POSSIBLY the worst example of cringe I remember was on a flight home to Glasgow from Copenhagen. It was a commuter jet, not much more than a cigar tube with wings and the first two rows were filled with Scots, a small squad of working men returning from an assignment. They effed and ceed their way noisily through the flight in earshot of all, cackling and hooting, led on by the gang chief whose every barb brought hoops of mirth. Like all groups of men without women they reverted to the infantile - five year olds thrilled by using bad words. Except there actually were women on board and one of them was bravely serving them while pretending not to hear. Their contempt for her made me angrier. After a while the stewardess put her face close to mine, with her back to them, and whispered that there were seats further back if I wanted to move. I declined, feeling she might need some close support if it got more out of hand.

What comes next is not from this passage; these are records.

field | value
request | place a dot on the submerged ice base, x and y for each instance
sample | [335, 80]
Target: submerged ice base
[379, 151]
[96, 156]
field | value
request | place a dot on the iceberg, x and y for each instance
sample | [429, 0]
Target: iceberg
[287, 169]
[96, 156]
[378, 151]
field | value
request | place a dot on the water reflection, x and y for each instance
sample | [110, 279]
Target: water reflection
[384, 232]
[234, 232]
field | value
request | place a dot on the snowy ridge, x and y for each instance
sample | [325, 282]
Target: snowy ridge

I wasn’t brave enough to take them on and, honestly nobody is going to be intimidated by my spindly presence, never mind a works crew. But my impotence was heightened by knowing that these male primitives were my countrymen, unmistakably identified by accent, displaying to an international audience all the social skills of baboons.
At the luggage carousel they had morphed back into quiescent employees and fathers aware of other eyes upon them. Beneath a sign welcoming visitors to Scotland, they were the embodiment of my idea of national embarrassment. They had no idea how to behave.